Where the first three games used powerups to encourage experimentation in their large environments, HGH is attempting to mix exploration with action platforming in a way that neither really feels substantial. Some of my favorite Wayforward games are those that focus on a specific gimmick, but that doesn't seem to be the case, here, and it's sad. It's sad because the game suffers and I like Shantae but I already dropped forty bucks on a game that I don't feel is worth half that price.
Title: Re: Shantae Half-Genie Hero; TOMODACHI DENSETSU
Post by: ClexYoshi on January 08, 2018, 06:37:29 PM
Meant to read through all of this when it went on sale recently, but never finished the thread until now. I've always kinda sat on the fence with 1/2 Genie Hero but I think you two may have talked me down from it. Hope their next effort will be better once again, though I wonder if Pirate's Curse will hang over the series as a Sword of Damocles for the forseeable future; it's just a rather high bar they set for themselves now.

Could be down to preference; I rather like the Metroid style of traversal with backtracking becoming way faster thanks to new abilities. From the sounds of it, perhaps Half Genie Hero could've still done the animal transformations if the sections (and entire game?) were shorter. But people like me would still be whining about the lack of permanent "use these anywhere" upgrades, I guess.

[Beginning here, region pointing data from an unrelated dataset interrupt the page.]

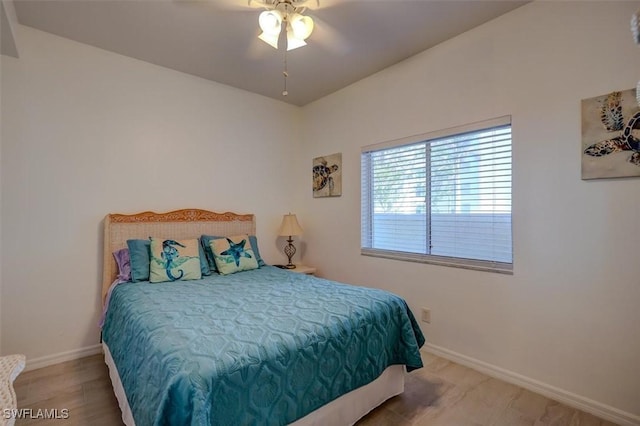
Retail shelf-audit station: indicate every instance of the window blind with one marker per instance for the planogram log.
(444, 200)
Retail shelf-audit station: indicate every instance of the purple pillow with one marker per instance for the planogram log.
(124, 264)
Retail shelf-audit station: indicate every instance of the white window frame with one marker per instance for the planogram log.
(367, 207)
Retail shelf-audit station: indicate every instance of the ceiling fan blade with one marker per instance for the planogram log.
(226, 5)
(329, 38)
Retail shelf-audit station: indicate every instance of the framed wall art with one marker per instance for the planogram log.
(327, 176)
(611, 136)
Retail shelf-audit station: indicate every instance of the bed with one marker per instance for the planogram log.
(260, 346)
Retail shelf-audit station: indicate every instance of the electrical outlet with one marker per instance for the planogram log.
(426, 315)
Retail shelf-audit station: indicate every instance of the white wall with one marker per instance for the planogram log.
(86, 132)
(569, 316)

That's fine and dandy, as I like the retraversal stuff, but the problem is these are linear levels with the only real deviation from that being Mermaid falls and the first bit of mermaid falls. If you make the mistake of say... using the Gemjug dance instead of the warp dance or not buying the warp dance immediatley, you have to play through the whole level again just to get to the thing you need to stomp with the elephant to get an item. it's not the animal transformations that are rotten, but the game's structure.

it's not like it's asking you to revisit each stage once. I ended up going to Mermaid Falls 3, 4, 5 times, because at one point of the game it might ask you to defeat Techno Baron's gator minions with Shantae's Fireball attack, or it might send you back agian to talk to the grandma fish and find her kids for a sidequest item, or you might have to go back a third seperate time to do a part that involves Mouse Shantae, or you might have to go back again to stomp flowers with Elephant shantae or explore parts with mermaid shantae, and there's just... no neat way to do all this without specifically planning it out, especially since progress gets gated by these little side quests throughout the game.

there's a little bit of that in Pirate's curse, but not to the degree that it's here in Half Genie Hero.

I think it especially hurts because Half-Genie Hero ditches the traditional dungeon structure of the previous games.  with the original Shantae having slight exception for extra warp squids, Risky's Revenge and Pirate's Curse avoids backtracking into the dungeons at all costs, and keeps it to the overworlds.

the only parts of the game that don't require a backtrack to at some point for completion outside of Risky's hideout for obvious reasons, is the Magic Carpet Race, and the third part of Tassel Town? It feels like I'm going on this wild scavenging hunt of replaying levels rather than experimenting through environments. there's some upgrades that feel like that, like the stupid thing that lets Crab Shantae and Mermaid shantae shoot up a waterfall to get access to exactly 2 things through the game. Or Mouse Shantae. The mouse bite may be  the most superfluous thing Wayforward has ever put in a game.